What do you do with such a large set of data? Most of all, you're exploring it to try to better understand the roles of all these viruses. Similar to how rabies virus can increase the aggression of the infected animal to facilitate transmission, perhaps some of these viruses are important to chemical processes in the ocean. Many of them also lead to the death of microbes. And perhaps this huge new stock of genetic information contains something that will be useful to people.
"Maybe you can dig it for new genes," Gregory said. Let the researchers discover new antibiotics that use this genetic information.
This data set is certainly not exhaustive, Gregory and Zayed warn.

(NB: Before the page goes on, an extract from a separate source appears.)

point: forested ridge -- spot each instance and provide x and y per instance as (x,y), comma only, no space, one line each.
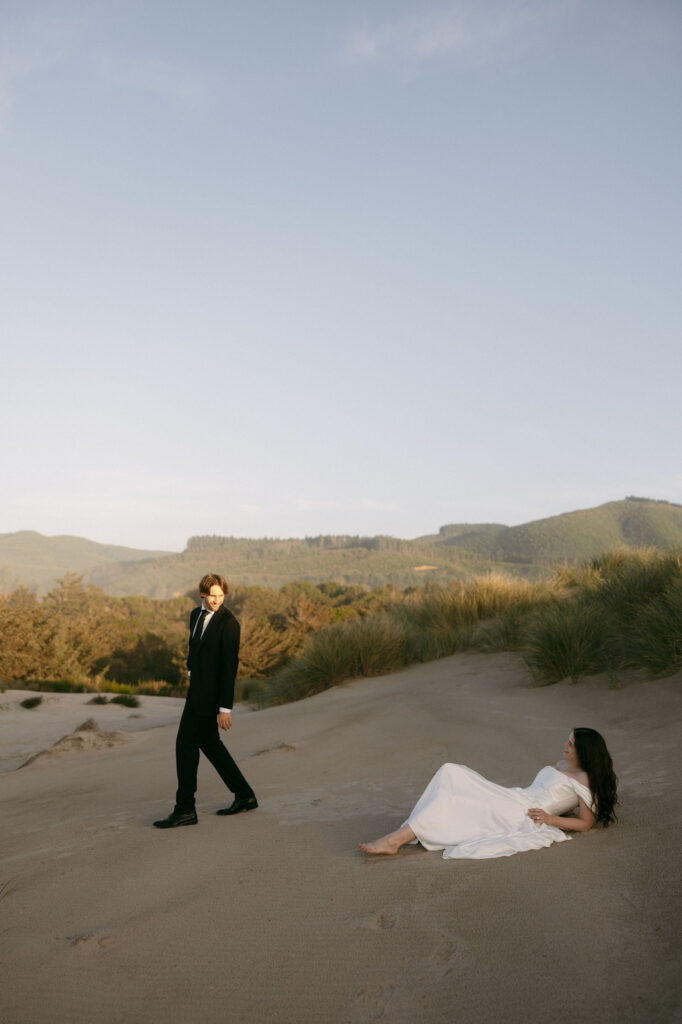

It only includes viruses that contain DNA, not those containing RNA (somewhat simple, the DNA is composed of a pair of complementary strands of genetic material, whereas the RNA consists of one strand). Bukan also noted that this was rather a snapshot. Six months later, they may have gathered different results, she said.
This study is a great reminder that as we know about Earth's life, the oceans remain filled with unknowns.